The present invention relates to a variable displacement compressor for use in, for example, a vehicle air conditioner.
In general, variable displacement compressors are used in vehicle air conditioners. One of the compressors of this type is described in, for example, Japanese Second (examined) Patent Publication No. 4-74549.
The disclosed compressor is so-called a wobble plate type variable displacement compressor. The compressor has a compressor casing defining a crank chamber therein. A rotor is disposed in the crank chamber and mounted on a main shaft. A swash plate is attached to the rotor via a hinge mechanism. The main shaft passes through the swash plate. Specifically, a sleeve is attached to the swash plate and receives the main shaft therethrough. A space is formed between an outer periphery of the sleeve and an inner periphery of the swash plate so that an inclination of the swash plate relative to the main shaft can be changed by means of the hinge mechanism.
A wobble plate is attached to the swash plate via a bearing. A plurality of piston rods are coupled to the wobble plate through ball connection. The compressor casing is formed with a plurality of cylinders which are arranged at regular intervals so as to surround the main shaft. Each of the piston rods is coupled through ball connection to corresponding one of pistons disposed in the respective cylinders. In the crank chamber, a guide rod is supported by the compressor casing so as to extend in parallel to the main shaft. The guide rod is sandwiched by an end portion of the wobble plate so that the end portion of the wobble plate is wobbling relative to the guide rod in an axial direction of the main shaft.
Following the rotation of the main shaft, the rotation of the rotor is transmitted to the swash plate so that the wobble plate wobbles to cause the pistons to make reciprocating motions.
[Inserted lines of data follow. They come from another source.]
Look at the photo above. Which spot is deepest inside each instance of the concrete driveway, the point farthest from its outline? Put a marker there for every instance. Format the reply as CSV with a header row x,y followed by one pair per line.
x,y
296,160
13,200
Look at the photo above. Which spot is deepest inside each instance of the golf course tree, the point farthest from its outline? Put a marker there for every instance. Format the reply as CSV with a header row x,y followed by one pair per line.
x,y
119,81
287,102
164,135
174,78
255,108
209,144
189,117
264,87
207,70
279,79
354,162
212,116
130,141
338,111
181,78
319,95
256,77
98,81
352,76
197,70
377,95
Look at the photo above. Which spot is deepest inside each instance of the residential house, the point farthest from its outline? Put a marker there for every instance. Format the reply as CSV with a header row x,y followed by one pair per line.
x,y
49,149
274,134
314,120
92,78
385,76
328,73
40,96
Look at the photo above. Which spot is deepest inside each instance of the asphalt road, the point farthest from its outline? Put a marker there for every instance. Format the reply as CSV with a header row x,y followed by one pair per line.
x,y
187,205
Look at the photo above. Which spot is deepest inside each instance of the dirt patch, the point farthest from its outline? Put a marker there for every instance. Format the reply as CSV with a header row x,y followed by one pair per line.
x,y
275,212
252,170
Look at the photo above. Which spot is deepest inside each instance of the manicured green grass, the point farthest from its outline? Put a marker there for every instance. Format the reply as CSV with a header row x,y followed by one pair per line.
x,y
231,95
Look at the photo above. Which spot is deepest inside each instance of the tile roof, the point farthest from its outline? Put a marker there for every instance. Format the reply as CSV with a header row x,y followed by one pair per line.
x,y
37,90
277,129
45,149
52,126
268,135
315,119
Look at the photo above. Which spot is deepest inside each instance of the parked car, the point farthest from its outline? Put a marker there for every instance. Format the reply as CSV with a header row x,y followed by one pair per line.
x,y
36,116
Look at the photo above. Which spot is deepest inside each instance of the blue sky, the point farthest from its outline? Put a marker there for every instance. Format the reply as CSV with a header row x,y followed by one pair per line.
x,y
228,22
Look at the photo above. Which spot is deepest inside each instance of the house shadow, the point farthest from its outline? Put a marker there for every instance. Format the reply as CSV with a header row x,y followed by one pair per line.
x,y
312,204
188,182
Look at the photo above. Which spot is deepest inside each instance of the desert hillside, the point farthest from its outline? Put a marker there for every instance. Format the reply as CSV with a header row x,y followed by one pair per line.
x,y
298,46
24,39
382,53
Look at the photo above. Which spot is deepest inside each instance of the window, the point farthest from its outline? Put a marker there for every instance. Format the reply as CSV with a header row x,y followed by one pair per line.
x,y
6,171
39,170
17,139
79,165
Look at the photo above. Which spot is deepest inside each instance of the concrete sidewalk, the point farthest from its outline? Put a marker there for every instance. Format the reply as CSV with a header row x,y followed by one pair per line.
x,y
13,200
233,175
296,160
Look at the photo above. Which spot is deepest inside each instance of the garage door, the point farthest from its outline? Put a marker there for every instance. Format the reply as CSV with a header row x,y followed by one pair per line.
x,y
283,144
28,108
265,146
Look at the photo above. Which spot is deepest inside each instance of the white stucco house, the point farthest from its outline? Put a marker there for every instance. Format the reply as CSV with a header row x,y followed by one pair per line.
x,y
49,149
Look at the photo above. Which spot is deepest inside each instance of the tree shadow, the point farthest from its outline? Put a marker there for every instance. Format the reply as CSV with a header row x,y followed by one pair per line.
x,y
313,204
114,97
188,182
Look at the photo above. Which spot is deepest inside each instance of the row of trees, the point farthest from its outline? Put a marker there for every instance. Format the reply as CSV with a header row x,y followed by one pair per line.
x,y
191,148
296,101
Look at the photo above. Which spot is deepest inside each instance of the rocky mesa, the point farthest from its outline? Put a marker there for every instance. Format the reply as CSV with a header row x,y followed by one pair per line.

In this fashion, the compressing operation is carried out. As described above, since the inclination of the swash plate relative to the main shaft is changeable by means of the hinge mechanism, the piston stroke can be changed by controlling the inclination of the swash plate, thereby to change the compression displacement of the compressor.
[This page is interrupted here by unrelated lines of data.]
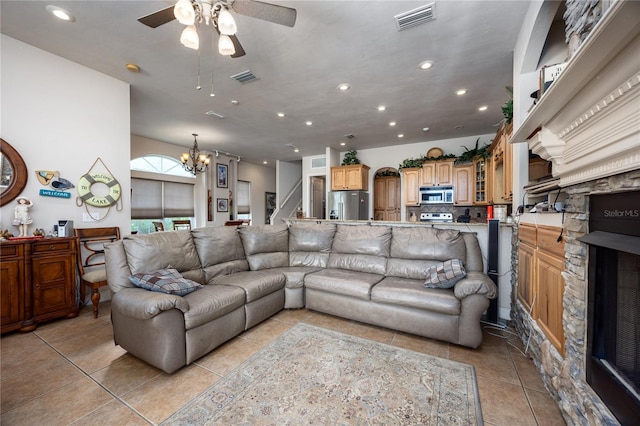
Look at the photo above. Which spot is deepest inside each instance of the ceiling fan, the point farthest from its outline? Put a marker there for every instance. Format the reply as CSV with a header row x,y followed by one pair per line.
x,y
216,13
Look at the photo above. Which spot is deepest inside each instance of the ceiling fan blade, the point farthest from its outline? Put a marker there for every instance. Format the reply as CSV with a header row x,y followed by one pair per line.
x,y
158,18
266,11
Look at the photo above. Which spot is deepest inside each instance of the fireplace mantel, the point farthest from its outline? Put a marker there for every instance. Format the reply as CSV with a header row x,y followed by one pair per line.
x,y
588,122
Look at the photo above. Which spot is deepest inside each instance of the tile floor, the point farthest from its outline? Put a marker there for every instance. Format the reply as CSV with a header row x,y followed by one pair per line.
x,y
70,372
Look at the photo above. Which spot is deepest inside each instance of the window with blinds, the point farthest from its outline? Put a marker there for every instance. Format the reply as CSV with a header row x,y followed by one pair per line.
x,y
156,199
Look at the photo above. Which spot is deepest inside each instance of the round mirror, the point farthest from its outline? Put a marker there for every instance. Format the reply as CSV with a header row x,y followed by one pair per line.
x,y
13,173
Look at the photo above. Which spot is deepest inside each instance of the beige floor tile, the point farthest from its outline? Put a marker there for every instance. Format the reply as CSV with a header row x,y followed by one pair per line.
x,y
160,397
266,331
125,375
60,406
545,408
18,347
504,404
228,356
114,413
29,384
421,344
370,332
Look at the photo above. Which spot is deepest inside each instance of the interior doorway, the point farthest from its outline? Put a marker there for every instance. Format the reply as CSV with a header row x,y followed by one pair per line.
x,y
318,197
386,194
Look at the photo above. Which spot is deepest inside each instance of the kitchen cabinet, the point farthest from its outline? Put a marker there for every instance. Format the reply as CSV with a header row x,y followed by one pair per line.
x,y
437,173
386,196
540,282
411,182
351,177
463,183
38,281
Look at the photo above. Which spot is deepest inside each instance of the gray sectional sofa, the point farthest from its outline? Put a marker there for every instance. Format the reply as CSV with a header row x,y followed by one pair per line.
x,y
370,273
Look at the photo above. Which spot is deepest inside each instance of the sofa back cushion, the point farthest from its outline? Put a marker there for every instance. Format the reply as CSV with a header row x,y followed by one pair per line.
x,y
362,248
416,248
220,251
310,244
265,246
150,252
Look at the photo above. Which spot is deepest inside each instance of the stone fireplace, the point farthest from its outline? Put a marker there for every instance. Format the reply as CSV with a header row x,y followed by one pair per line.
x,y
588,125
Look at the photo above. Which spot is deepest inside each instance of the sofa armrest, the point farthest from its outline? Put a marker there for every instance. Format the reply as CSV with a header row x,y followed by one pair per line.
x,y
144,304
475,283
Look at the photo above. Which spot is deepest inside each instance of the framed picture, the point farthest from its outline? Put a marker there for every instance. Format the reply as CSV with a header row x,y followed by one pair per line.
x,y
223,173
269,206
223,204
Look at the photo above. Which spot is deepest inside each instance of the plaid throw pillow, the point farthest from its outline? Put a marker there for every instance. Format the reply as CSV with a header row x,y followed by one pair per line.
x,y
445,274
166,280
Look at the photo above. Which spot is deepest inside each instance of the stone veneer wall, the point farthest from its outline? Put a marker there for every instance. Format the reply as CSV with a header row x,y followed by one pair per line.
x,y
565,378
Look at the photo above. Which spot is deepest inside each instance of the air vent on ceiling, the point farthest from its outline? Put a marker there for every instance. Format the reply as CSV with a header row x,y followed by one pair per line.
x,y
414,17
245,77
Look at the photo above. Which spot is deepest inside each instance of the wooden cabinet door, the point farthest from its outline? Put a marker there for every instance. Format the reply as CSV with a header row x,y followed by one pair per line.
x,y
411,181
11,297
548,272
53,284
444,173
463,185
526,276
338,179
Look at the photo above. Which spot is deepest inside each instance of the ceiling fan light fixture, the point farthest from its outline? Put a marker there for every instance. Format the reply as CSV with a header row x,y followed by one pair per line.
x,y
226,23
189,38
225,45
184,12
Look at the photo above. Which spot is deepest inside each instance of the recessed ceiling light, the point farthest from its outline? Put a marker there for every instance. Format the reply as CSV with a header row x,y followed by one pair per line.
x,y
60,13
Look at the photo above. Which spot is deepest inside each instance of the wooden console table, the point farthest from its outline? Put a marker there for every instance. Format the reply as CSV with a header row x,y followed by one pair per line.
x,y
37,281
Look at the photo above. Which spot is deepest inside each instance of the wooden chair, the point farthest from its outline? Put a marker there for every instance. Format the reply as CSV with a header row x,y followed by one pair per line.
x,y
91,260
181,224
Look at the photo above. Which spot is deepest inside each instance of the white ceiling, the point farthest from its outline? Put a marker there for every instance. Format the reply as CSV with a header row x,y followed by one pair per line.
x,y
469,42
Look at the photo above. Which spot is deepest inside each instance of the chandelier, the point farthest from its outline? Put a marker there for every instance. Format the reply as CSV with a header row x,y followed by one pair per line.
x,y
190,12
193,161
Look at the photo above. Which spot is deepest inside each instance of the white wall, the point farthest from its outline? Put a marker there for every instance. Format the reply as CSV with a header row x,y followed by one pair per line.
x,y
263,179
61,116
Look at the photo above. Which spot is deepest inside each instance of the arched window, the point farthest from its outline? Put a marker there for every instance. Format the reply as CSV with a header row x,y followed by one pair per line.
x,y
160,164
161,190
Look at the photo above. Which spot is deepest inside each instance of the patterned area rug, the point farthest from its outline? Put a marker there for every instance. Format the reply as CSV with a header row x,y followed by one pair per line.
x,y
311,375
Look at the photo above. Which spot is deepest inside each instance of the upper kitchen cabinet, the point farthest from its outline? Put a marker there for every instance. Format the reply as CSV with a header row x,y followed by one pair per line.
x,y
351,177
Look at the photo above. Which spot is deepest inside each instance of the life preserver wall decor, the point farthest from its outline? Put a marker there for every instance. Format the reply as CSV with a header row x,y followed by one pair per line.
x,y
87,197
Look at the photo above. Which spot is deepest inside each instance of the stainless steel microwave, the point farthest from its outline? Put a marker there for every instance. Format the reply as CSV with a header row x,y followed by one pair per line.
x,y
436,195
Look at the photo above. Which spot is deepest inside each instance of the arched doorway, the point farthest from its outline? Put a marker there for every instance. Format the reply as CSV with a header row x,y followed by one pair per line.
x,y
386,194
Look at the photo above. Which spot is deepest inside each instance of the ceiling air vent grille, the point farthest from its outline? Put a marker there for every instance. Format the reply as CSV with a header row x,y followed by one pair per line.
x,y
245,77
414,17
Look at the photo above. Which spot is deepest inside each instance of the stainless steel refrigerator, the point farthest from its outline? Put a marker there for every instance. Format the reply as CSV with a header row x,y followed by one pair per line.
x,y
349,205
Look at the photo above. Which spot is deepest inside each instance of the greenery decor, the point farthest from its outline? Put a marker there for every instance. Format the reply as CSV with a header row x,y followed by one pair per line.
x,y
471,154
351,157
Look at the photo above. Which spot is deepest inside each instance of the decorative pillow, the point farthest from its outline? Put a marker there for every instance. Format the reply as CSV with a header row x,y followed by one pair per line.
x,y
445,274
166,280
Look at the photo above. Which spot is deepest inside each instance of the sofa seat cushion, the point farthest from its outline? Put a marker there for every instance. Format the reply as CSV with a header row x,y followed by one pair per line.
x,y
295,274
256,284
413,293
212,302
342,281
The foregoing variable displacement compressor has a suction chamber, a discharge chamber, a first communication passage extending from the discharge chamber to the crank chamber, an open/close valve for opening and closing the first communication passage, and a second communication passage or a bleed passage extending from the crank chamber to the suction chamber for constantly allowing discharge gas having flowed into the crank chamber through the first communication passage to escape into the suction chamber.
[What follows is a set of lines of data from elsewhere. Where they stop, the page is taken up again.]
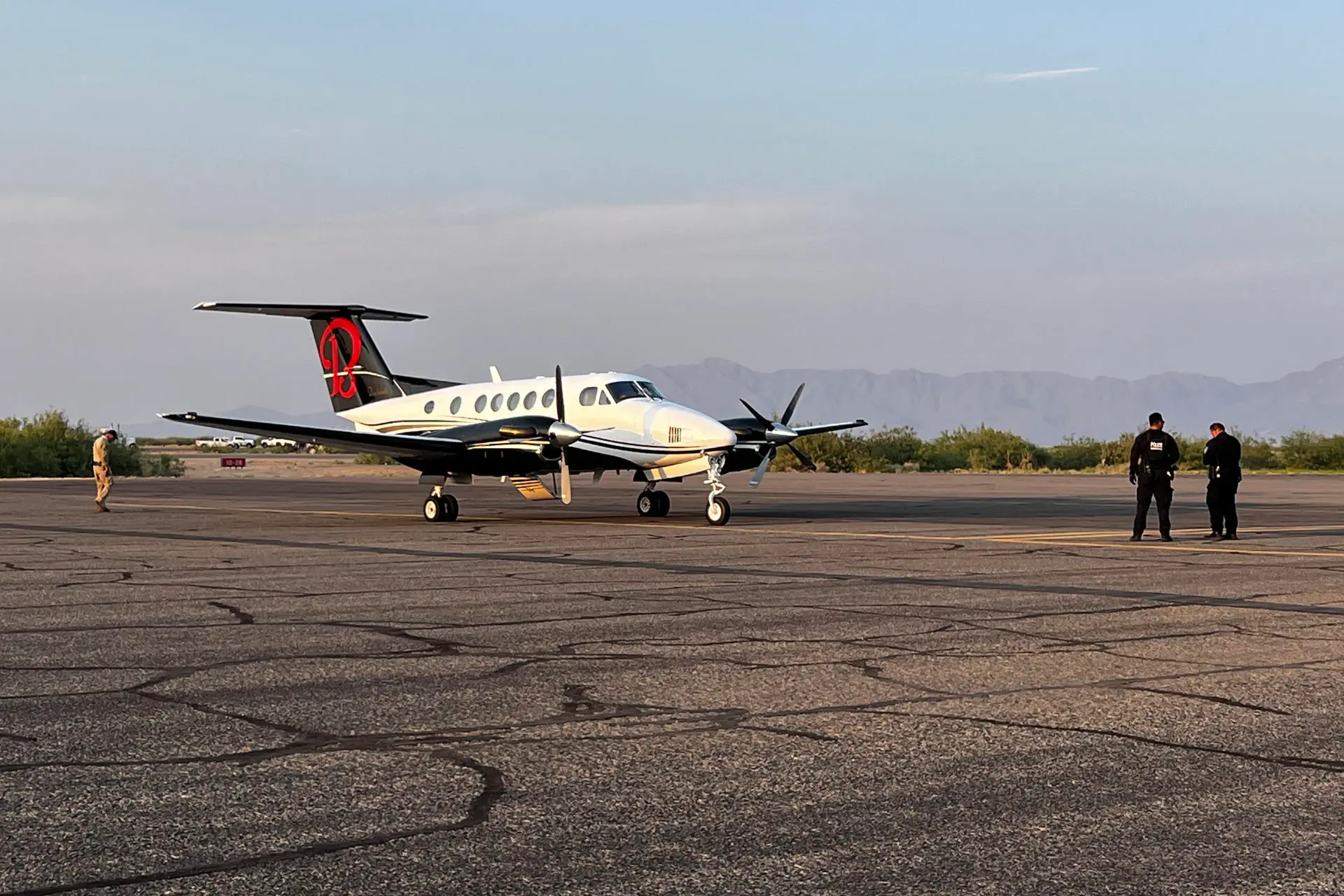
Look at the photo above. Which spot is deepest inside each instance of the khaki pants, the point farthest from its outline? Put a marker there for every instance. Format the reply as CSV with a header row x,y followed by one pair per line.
x,y
104,479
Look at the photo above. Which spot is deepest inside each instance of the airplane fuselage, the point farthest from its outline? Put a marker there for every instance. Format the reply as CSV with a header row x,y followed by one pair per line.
x,y
625,421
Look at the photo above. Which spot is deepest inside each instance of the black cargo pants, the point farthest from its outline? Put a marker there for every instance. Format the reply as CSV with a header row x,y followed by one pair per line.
x,y
1222,508
1155,485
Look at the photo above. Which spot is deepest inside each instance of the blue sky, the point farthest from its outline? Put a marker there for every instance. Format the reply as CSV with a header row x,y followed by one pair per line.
x,y
785,184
In the conventional variable displacement compressor of the wobble plate type, the crank chamber and the suction chamber are in constant communication with each other through the bleed passage. Thus, for example, if a liquid refrigerant exists at the low pressure side of a refrigerant circuit while the compressor is stopped for hours, the liquid refrigerant flows into the crank chamber via the suction chamber and through the bleed passage. Particularly, when a temperature in a vehicle compartment is relatively high while a temperature in an engine room where the compressor is installed is relatively low, a large amount of the liquid refrigerant flows into the crank chamber via the suction chamber.
When the compressor is started in this state, a pressure differential is generated across the bleed passage. This is because an open area of the bleed passage becomes insufficient relative to the amount of the liquid refrigerant in the crank chamber. So that, the inclination of the swash plate is held at the minimum compression displacement. As a result, until the liquid refrigerant is sufficiently removed from the crank chamber, the required cooling power can not be obtained.